Johann frowned. “In case? Are you expecting Etna’s next eruption will spill over onto Sant’Antioco? Sicily’s arms don’t reach that far.”

“Can you make it or no?”

“You know I can, Allegra. I just wonder why you seem worried.”

“Do I?” She sighed. “Honestly, I can’t say. I’m just antsy.”

“Consider it done, then. I’ll trade you an oleander box for three kisses.”

She softened and smirked at him. “Only three? You know where three kisses usually lead.”

“I do, indeed.” He pulled her close and nuzzled her neck, and for the rest of the evening, her box project was forgotten.

It was scarcely two weeks later when Johann took Allegra’s hand and led her to the rear of their house.

He’d burned extra kerosene to lengthen the end of his long days at sea, but he was a fine hand at woodworking, and the box he’d completed was finished.

She’d watched him out their back window, his mouth and nose wrapped in a thick scarf and his hands covered by a pair of goatskin gloves.

Oleander wood was strong and moisture resistant but also toxic if it wasn’t handled properly.

The air still smelled of the thick resin he’d used to coat its surfaces inside and out.

Allegra smiled when she saw it, and something in her relaxed, finally. The box was a lovely nutty brown, with a brass latch that fastened with the turn of a knob.

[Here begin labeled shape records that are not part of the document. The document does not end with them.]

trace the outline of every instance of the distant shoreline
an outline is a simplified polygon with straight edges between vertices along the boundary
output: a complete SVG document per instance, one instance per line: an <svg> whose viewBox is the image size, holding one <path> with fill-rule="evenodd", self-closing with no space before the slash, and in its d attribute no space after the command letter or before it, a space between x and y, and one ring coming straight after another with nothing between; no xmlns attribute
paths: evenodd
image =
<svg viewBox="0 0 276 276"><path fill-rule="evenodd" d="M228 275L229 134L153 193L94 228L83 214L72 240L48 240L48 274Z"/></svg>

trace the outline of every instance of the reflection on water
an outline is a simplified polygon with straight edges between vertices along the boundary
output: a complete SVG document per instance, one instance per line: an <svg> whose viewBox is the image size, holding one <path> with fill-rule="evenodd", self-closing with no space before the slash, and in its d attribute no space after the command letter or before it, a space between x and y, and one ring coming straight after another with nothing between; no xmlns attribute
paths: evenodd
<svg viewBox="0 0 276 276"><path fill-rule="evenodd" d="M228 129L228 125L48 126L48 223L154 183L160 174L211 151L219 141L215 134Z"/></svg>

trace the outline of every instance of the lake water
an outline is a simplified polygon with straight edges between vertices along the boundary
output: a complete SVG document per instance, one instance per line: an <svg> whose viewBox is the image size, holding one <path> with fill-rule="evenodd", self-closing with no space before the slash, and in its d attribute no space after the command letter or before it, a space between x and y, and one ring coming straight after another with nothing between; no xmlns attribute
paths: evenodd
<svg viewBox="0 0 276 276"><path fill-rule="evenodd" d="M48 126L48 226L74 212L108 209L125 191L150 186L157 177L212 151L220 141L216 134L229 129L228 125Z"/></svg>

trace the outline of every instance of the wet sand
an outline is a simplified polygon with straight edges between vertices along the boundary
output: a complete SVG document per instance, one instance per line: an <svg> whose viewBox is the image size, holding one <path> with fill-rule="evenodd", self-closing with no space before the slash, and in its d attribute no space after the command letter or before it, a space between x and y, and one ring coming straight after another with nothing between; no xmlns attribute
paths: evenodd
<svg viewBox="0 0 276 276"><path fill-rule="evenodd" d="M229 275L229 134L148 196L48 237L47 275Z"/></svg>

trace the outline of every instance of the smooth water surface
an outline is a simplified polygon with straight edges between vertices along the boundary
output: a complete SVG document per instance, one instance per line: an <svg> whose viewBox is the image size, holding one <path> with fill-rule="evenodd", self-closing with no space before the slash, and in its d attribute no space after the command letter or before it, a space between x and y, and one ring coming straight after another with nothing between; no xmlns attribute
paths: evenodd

“Plenty of room inside for anything you want to ferret away,” he pointed out. “The resin is still a bit sticky, but dry it in the sun for the next day or so, and it’s good to last. It’s the same stuff I use on the boat’s hull, so no water’s breaching that. Guaranteed.”

“It’s beautiful,” she said. “A treasure to pass on someday.”

Johann turned it upside down. “Here on the bottom, I added something extra.”

Allegra leaned in to look. It was an etched drawing of Sardegna he must have copied from a map. In the lower left, he’d burned an outline of a house where their small village lay, and a distance from shore, there was a small sea turtle, near where the byssus cove would be.

“If I’d had more time, I could’ve added other things,” he said.

“This is perfect, Johann. I had no idea you had an artist’s hand.”

“Maybe I’ve learned something watching you and the girls all these years, creating your stories and pictures on fabric. Wood can hold stories, too.”

“It’ll hold all our stories,” Allegra said. “I’ll make sure of it.”